The Battlefield Where the Girls Say I Love You



That's just the thing: we will never tell you we love you. In fact, we're here only to hold hands across state lines and yell at the world. We're here to try to touch you across this chasm of flown things. Not even that. At most, I will teach you how to make a gin smoothie when there's nothing left in the house. Hannah can teach you several languages and what to do when your car breaks up with you. Thanks for coming out.

Tuesday, June 17, 2008

yeah. and there was this one time i may have slept with a bookmark they signed.

about a half hour ago, i woke to alarms coming from one condo over. kate, my neighbor, had fallen asleep with black beans and rice on the stove. sweet kid, but she's clearly going to kill us all before it's over.
so other than a glass of hibiscus tea and octavio paz, watching avett videos on youtube is the only thing that makes me feel sleepy and safe. (what? the boyfriend's out having a man date with seven of his friends.)
so, here 'tis: your monthly avett fix.
i choose this one not because scotty avett is shirtless and smirking in parts. frankly, i resent those allegations. clearly, my motivation is the artistic tension created by pitting the domesticity (cereal?! seth avett, god of concord, eats cereal?) against the rootless life of the road. obviously, that is my motivation...

5 comments:

Anonymous said...

the only way i can stand beards: the avett brothers.
as far as the domesticity goes, i personally find the cat very endearing (:

eric said...

You're like a 10th grade girl--cut out pics from Teen Beat and all.

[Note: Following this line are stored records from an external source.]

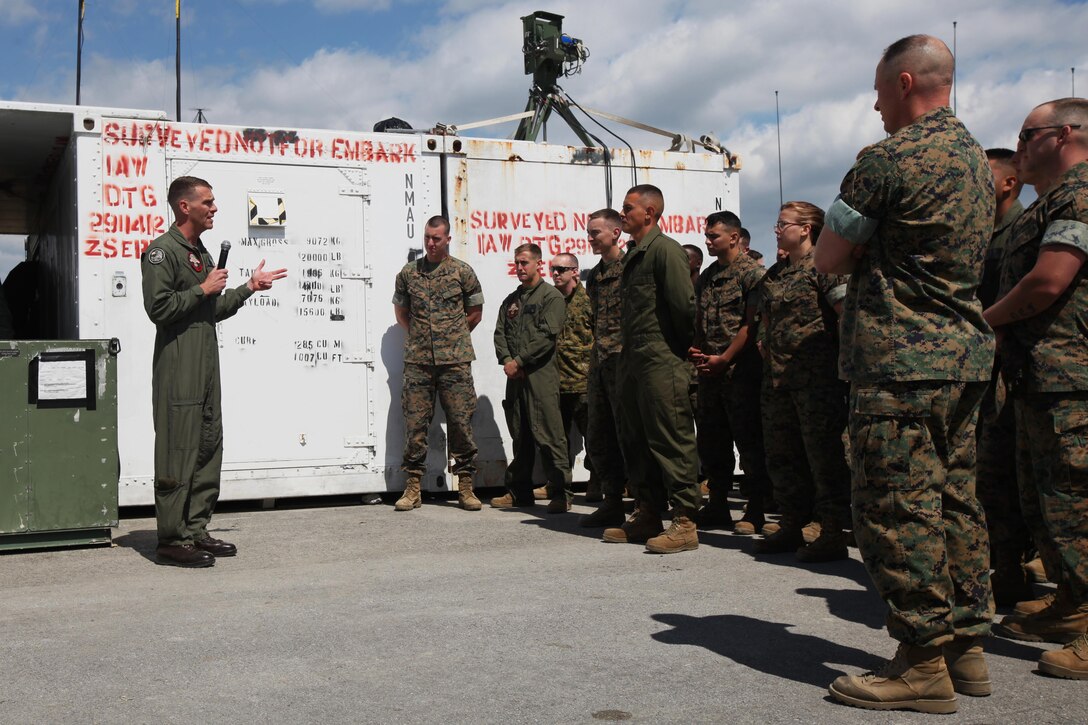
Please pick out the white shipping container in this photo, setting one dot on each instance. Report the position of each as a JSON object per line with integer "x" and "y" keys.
{"x": 311, "y": 370}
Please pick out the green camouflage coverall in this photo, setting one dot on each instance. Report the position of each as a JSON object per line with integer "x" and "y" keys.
{"x": 185, "y": 386}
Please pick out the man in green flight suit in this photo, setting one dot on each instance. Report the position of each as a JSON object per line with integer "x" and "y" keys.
{"x": 657, "y": 432}
{"x": 1042, "y": 314}
{"x": 182, "y": 295}
{"x": 912, "y": 223}
{"x": 529, "y": 322}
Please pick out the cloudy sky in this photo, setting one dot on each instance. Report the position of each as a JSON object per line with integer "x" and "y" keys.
{"x": 688, "y": 65}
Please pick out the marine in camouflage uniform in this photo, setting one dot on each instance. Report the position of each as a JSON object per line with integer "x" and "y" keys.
{"x": 529, "y": 322}
{"x": 182, "y": 297}
{"x": 573, "y": 347}
{"x": 602, "y": 437}
{"x": 728, "y": 400}
{"x": 998, "y": 491}
{"x": 803, "y": 401}
{"x": 917, "y": 353}
{"x": 441, "y": 302}
{"x": 1045, "y": 356}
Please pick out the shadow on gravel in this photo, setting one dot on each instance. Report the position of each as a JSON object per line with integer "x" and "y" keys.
{"x": 862, "y": 606}
{"x": 767, "y": 647}
{"x": 141, "y": 541}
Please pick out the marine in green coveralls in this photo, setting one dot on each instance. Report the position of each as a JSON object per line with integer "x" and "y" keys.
{"x": 572, "y": 351}
{"x": 602, "y": 439}
{"x": 657, "y": 431}
{"x": 529, "y": 322}
{"x": 182, "y": 295}
{"x": 912, "y": 223}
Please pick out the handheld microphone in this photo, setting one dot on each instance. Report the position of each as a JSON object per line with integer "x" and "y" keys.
{"x": 223, "y": 250}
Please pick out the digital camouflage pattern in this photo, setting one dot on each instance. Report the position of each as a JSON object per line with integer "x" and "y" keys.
{"x": 454, "y": 386}
{"x": 185, "y": 384}
{"x": 916, "y": 519}
{"x": 1052, "y": 462}
{"x": 603, "y": 286}
{"x": 436, "y": 302}
{"x": 657, "y": 324}
{"x": 802, "y": 432}
{"x": 1049, "y": 353}
{"x": 528, "y": 326}
{"x": 799, "y": 327}
{"x": 575, "y": 344}
{"x": 911, "y": 310}
{"x": 724, "y": 293}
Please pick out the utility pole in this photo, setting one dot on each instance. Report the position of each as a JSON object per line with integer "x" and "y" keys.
{"x": 778, "y": 125}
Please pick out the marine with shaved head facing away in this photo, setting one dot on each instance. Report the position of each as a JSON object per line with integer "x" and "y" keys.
{"x": 912, "y": 224}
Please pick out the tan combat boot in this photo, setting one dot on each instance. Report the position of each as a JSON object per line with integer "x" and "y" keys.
{"x": 1062, "y": 622}
{"x": 916, "y": 678}
{"x": 811, "y": 531}
{"x": 642, "y": 526}
{"x": 466, "y": 499}
{"x": 1031, "y": 606}
{"x": 967, "y": 666}
{"x": 1070, "y": 662}
{"x": 681, "y": 535}
{"x": 410, "y": 499}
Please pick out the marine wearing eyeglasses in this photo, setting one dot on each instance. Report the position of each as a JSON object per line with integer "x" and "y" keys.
{"x": 1042, "y": 315}
{"x": 912, "y": 224}
{"x": 529, "y": 322}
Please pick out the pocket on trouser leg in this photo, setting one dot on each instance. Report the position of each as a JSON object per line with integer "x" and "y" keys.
{"x": 185, "y": 428}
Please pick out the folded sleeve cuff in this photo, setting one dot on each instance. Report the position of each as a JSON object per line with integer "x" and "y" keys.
{"x": 851, "y": 225}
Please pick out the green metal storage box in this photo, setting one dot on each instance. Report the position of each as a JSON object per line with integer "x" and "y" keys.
{"x": 59, "y": 465}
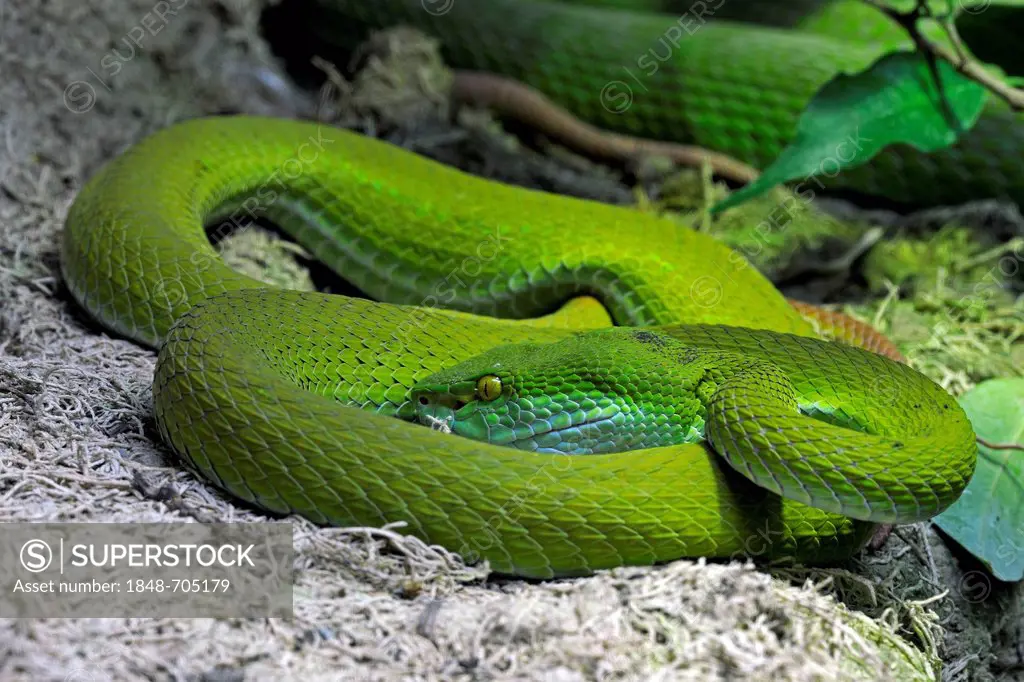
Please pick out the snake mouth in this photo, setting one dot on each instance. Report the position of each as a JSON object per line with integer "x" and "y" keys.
{"x": 584, "y": 437}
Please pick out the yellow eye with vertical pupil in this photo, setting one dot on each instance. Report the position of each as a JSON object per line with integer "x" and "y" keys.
{"x": 488, "y": 387}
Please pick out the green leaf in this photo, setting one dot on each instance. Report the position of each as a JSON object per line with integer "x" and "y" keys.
{"x": 988, "y": 519}
{"x": 852, "y": 118}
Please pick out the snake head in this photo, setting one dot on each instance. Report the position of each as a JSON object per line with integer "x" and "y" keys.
{"x": 593, "y": 392}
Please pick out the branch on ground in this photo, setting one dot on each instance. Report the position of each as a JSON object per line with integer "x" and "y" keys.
{"x": 956, "y": 55}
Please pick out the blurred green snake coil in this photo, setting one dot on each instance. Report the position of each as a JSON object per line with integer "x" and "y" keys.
{"x": 299, "y": 401}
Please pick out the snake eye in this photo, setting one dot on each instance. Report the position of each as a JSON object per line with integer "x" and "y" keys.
{"x": 488, "y": 387}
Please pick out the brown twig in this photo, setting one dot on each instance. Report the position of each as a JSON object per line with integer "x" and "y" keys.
{"x": 519, "y": 101}
{"x": 956, "y": 56}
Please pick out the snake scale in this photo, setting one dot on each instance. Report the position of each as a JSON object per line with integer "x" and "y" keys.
{"x": 301, "y": 402}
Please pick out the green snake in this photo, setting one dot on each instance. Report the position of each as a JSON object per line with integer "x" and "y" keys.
{"x": 762, "y": 438}
{"x": 684, "y": 77}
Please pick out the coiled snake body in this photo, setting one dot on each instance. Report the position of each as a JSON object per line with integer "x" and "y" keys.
{"x": 288, "y": 399}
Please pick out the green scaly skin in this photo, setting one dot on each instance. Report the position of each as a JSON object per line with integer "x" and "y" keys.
{"x": 738, "y": 89}
{"x": 287, "y": 399}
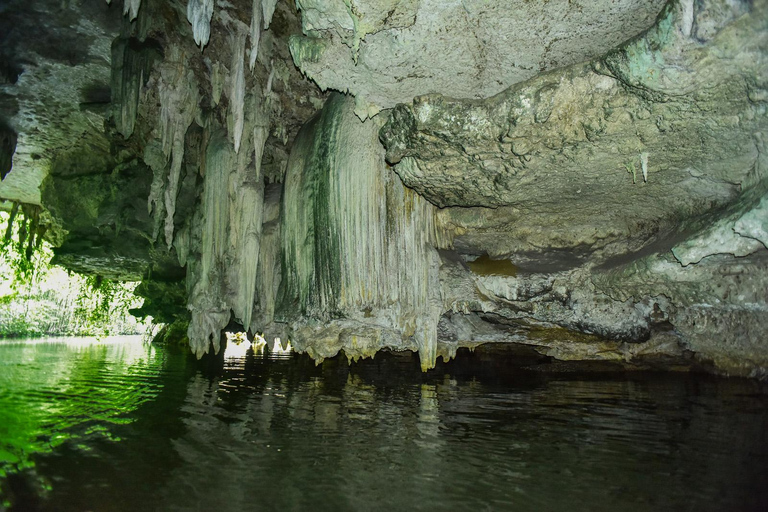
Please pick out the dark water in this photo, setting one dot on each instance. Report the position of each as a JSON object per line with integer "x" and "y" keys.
{"x": 119, "y": 425}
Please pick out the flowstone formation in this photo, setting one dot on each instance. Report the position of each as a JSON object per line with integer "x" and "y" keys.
{"x": 592, "y": 188}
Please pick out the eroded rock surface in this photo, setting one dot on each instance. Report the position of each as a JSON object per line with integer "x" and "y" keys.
{"x": 387, "y": 52}
{"x": 566, "y": 189}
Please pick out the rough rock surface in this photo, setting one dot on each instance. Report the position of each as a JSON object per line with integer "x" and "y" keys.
{"x": 587, "y": 197}
{"x": 387, "y": 52}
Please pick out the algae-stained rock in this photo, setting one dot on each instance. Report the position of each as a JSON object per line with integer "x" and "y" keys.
{"x": 358, "y": 249}
{"x": 627, "y": 148}
{"x": 387, "y": 52}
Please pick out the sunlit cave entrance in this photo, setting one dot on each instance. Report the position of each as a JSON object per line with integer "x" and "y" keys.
{"x": 383, "y": 255}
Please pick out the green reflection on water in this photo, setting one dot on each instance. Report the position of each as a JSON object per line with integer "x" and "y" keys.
{"x": 56, "y": 390}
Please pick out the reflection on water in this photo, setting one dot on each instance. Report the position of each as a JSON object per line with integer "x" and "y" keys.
{"x": 119, "y": 426}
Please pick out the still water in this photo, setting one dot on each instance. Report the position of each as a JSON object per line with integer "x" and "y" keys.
{"x": 121, "y": 425}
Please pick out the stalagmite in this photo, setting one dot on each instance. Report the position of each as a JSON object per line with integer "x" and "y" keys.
{"x": 199, "y": 13}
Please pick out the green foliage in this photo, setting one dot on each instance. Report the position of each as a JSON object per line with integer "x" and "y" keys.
{"x": 39, "y": 299}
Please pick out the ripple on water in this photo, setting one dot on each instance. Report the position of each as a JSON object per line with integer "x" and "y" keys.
{"x": 115, "y": 427}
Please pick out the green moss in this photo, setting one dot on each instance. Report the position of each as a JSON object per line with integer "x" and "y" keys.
{"x": 486, "y": 266}
{"x": 306, "y": 49}
{"x": 538, "y": 332}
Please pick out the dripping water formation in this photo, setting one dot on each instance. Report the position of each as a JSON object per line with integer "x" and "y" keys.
{"x": 397, "y": 254}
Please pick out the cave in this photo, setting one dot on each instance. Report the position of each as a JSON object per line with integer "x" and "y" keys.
{"x": 558, "y": 187}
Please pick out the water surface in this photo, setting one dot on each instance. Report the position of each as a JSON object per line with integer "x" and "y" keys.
{"x": 120, "y": 425}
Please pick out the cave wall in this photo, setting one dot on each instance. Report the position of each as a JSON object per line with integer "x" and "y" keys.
{"x": 603, "y": 197}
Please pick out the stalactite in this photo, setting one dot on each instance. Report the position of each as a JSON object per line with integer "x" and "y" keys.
{"x": 209, "y": 311}
{"x": 268, "y": 9}
{"x": 256, "y": 19}
{"x": 247, "y": 201}
{"x": 356, "y": 243}
{"x": 237, "y": 90}
{"x": 199, "y": 14}
{"x": 179, "y": 98}
{"x": 132, "y": 62}
{"x": 130, "y": 8}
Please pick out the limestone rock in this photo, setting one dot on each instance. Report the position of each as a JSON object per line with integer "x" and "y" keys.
{"x": 389, "y": 51}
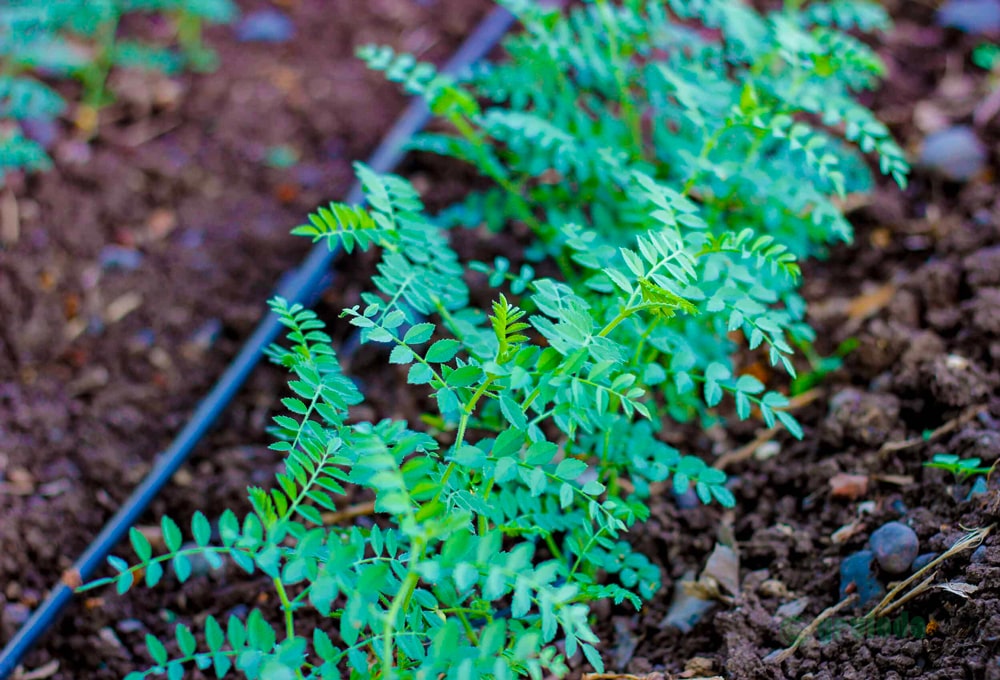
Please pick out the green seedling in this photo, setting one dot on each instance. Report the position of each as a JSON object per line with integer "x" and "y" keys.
{"x": 961, "y": 468}
{"x": 672, "y": 161}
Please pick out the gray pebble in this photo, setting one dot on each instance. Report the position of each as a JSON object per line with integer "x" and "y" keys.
{"x": 955, "y": 153}
{"x": 857, "y": 569}
{"x": 267, "y": 25}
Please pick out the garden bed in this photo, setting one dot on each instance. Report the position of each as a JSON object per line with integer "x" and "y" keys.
{"x": 136, "y": 273}
{"x": 137, "y": 269}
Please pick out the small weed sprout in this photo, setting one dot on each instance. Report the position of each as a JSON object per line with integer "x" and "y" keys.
{"x": 962, "y": 469}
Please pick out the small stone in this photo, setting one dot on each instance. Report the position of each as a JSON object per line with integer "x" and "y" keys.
{"x": 857, "y": 575}
{"x": 955, "y": 153}
{"x": 119, "y": 257}
{"x": 895, "y": 546}
{"x": 922, "y": 561}
{"x": 979, "y": 488}
{"x": 972, "y": 16}
{"x": 686, "y": 610}
{"x": 848, "y": 486}
{"x": 267, "y": 25}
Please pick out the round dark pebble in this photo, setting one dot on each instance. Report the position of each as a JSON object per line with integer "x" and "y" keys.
{"x": 922, "y": 561}
{"x": 895, "y": 546}
{"x": 857, "y": 570}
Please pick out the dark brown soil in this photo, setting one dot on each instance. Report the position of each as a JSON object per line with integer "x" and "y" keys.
{"x": 90, "y": 394}
{"x": 136, "y": 269}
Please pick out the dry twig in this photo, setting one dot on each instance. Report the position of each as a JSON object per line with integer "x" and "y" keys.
{"x": 970, "y": 540}
{"x": 778, "y": 657}
{"x": 951, "y": 425}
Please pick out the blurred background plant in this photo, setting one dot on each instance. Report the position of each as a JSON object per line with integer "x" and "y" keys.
{"x": 45, "y": 41}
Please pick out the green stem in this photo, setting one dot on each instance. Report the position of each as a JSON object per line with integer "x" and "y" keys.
{"x": 403, "y": 596}
{"x": 286, "y": 606}
{"x": 629, "y": 112}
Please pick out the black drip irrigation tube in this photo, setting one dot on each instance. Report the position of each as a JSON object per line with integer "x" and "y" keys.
{"x": 302, "y": 285}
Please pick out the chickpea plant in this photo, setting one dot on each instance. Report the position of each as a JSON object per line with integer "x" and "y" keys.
{"x": 78, "y": 39}
{"x": 673, "y": 161}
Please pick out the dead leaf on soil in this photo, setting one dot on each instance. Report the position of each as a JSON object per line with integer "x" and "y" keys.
{"x": 870, "y": 303}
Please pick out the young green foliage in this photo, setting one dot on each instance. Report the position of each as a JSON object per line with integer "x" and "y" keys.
{"x": 674, "y": 160}
{"x": 44, "y": 39}
{"x": 960, "y": 468}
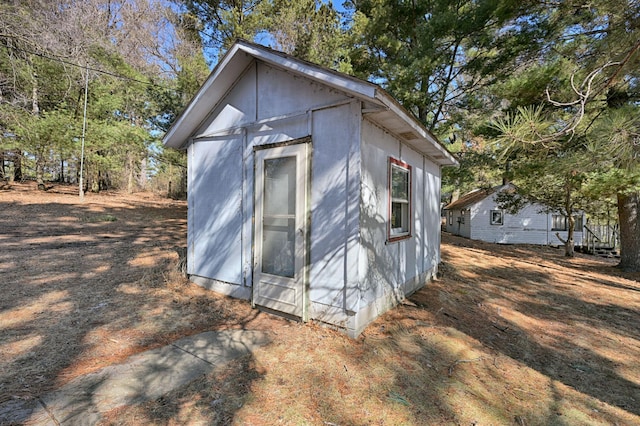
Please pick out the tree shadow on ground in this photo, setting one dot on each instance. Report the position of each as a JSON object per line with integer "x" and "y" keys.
{"x": 86, "y": 285}
{"x": 557, "y": 327}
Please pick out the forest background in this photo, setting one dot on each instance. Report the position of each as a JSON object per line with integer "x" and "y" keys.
{"x": 543, "y": 93}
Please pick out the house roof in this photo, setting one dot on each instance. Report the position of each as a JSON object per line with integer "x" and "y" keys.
{"x": 387, "y": 112}
{"x": 470, "y": 198}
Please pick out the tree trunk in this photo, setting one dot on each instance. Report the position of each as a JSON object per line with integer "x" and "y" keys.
{"x": 629, "y": 231}
{"x": 17, "y": 166}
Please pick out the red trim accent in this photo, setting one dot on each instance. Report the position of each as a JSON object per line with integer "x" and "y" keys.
{"x": 407, "y": 166}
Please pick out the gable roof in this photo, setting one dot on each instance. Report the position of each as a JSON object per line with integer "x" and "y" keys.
{"x": 470, "y": 198}
{"x": 387, "y": 112}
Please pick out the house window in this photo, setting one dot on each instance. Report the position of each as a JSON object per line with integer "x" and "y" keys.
{"x": 496, "y": 217}
{"x": 559, "y": 223}
{"x": 399, "y": 199}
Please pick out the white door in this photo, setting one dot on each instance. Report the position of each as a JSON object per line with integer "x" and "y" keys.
{"x": 280, "y": 229}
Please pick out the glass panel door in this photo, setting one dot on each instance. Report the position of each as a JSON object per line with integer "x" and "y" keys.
{"x": 279, "y": 217}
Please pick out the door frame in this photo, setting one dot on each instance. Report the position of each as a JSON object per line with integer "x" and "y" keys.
{"x": 302, "y": 149}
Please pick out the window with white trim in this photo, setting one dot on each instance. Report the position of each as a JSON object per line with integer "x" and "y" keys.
{"x": 399, "y": 199}
{"x": 559, "y": 223}
{"x": 496, "y": 217}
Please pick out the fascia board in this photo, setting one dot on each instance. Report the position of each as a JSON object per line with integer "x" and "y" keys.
{"x": 401, "y": 113}
{"x": 192, "y": 116}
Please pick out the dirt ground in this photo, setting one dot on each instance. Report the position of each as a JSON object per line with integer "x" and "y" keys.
{"x": 507, "y": 335}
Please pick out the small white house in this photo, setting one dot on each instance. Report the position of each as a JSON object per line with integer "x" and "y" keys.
{"x": 311, "y": 193}
{"x": 476, "y": 216}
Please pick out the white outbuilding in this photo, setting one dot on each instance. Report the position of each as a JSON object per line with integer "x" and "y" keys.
{"x": 311, "y": 193}
{"x": 478, "y": 216}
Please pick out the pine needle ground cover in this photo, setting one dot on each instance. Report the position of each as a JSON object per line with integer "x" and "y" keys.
{"x": 508, "y": 334}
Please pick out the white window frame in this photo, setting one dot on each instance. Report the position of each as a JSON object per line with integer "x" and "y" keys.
{"x": 406, "y": 206}
{"x": 492, "y": 219}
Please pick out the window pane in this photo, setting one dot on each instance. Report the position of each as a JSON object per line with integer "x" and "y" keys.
{"x": 559, "y": 222}
{"x": 578, "y": 226}
{"x": 278, "y": 246}
{"x": 496, "y": 217}
{"x": 399, "y": 183}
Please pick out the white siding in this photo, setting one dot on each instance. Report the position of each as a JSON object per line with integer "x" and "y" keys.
{"x": 215, "y": 195}
{"x": 335, "y": 195}
{"x": 531, "y": 225}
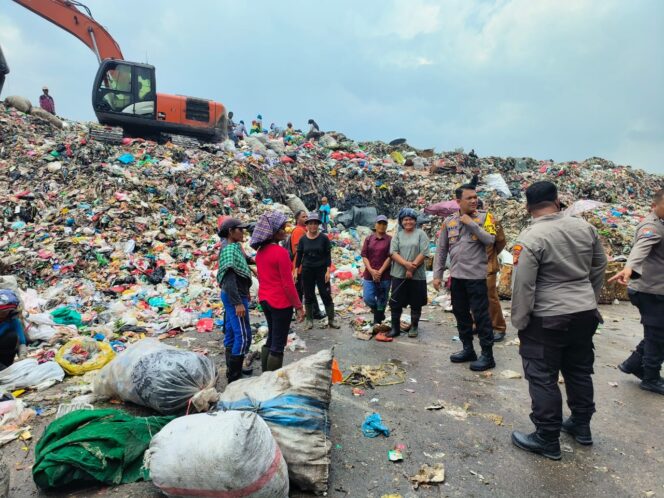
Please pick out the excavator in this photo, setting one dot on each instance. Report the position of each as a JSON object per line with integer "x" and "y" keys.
{"x": 124, "y": 93}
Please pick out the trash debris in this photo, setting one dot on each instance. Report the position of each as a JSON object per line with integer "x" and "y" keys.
{"x": 94, "y": 446}
{"x": 373, "y": 426}
{"x": 184, "y": 461}
{"x": 429, "y": 475}
{"x": 294, "y": 402}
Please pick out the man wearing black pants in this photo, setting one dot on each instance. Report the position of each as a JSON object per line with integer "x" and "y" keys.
{"x": 558, "y": 274}
{"x": 645, "y": 268}
{"x": 465, "y": 236}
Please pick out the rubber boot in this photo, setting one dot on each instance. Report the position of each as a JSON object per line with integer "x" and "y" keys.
{"x": 265, "y": 352}
{"x": 652, "y": 381}
{"x": 330, "y": 317}
{"x": 274, "y": 362}
{"x": 484, "y": 362}
{"x": 536, "y": 443}
{"x": 580, "y": 430}
{"x": 632, "y": 365}
{"x": 308, "y": 318}
{"x": 396, "y": 324}
{"x": 234, "y": 368}
{"x": 415, "y": 323}
{"x": 466, "y": 354}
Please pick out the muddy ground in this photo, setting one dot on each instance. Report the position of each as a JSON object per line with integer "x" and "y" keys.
{"x": 470, "y": 435}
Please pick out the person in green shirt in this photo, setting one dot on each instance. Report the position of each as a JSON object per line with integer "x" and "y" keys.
{"x": 408, "y": 250}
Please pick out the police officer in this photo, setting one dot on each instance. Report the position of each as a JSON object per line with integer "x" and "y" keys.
{"x": 645, "y": 266}
{"x": 464, "y": 236}
{"x": 559, "y": 268}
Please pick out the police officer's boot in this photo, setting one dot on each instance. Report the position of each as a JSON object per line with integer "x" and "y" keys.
{"x": 308, "y": 318}
{"x": 652, "y": 381}
{"x": 580, "y": 430}
{"x": 396, "y": 324}
{"x": 484, "y": 362}
{"x": 265, "y": 352}
{"x": 539, "y": 443}
{"x": 466, "y": 354}
{"x": 274, "y": 362}
{"x": 633, "y": 365}
{"x": 234, "y": 368}
{"x": 330, "y": 317}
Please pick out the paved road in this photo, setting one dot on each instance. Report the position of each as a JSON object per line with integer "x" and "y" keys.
{"x": 471, "y": 435}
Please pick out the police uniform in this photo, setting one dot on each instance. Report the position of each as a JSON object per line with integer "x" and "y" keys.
{"x": 466, "y": 246}
{"x": 646, "y": 291}
{"x": 559, "y": 266}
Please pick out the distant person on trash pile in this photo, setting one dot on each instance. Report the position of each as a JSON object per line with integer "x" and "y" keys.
{"x": 298, "y": 232}
{"x": 314, "y": 131}
{"x": 465, "y": 236}
{"x": 408, "y": 250}
{"x": 376, "y": 257}
{"x": 46, "y": 102}
{"x": 493, "y": 267}
{"x": 644, "y": 273}
{"x": 234, "y": 278}
{"x": 240, "y": 131}
{"x": 12, "y": 333}
{"x": 314, "y": 256}
{"x": 276, "y": 291}
{"x": 324, "y": 212}
{"x": 558, "y": 274}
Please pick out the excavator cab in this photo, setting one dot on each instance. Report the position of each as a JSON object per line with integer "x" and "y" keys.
{"x": 124, "y": 92}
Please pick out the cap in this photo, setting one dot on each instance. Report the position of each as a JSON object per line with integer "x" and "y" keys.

Clearly, I don't know you at all.

Soooooo...how'd you like the Sex and the City movie?!?!?!? Hannah LOVED it!

eric said...

PS
I'm totally coming up with H for a little MayMay b-day weekend. Can't wait!

hannah said...

omg, quit baiting her.

mamie, no one is coming with me. there is no one but us. holding hands.

oh, and eric: you're acting like you can embarrass me re. s&tc. i LOVED it.

Mamie said...

teen beat? TEAN BEAT? stop dating yourself. sassy and jane? perhaps.

speaking of, i'm taking roll in class monday and for some reason the students' birthdays are listed...and i'm like, "holy god. these kids were born in the MID NINETIES."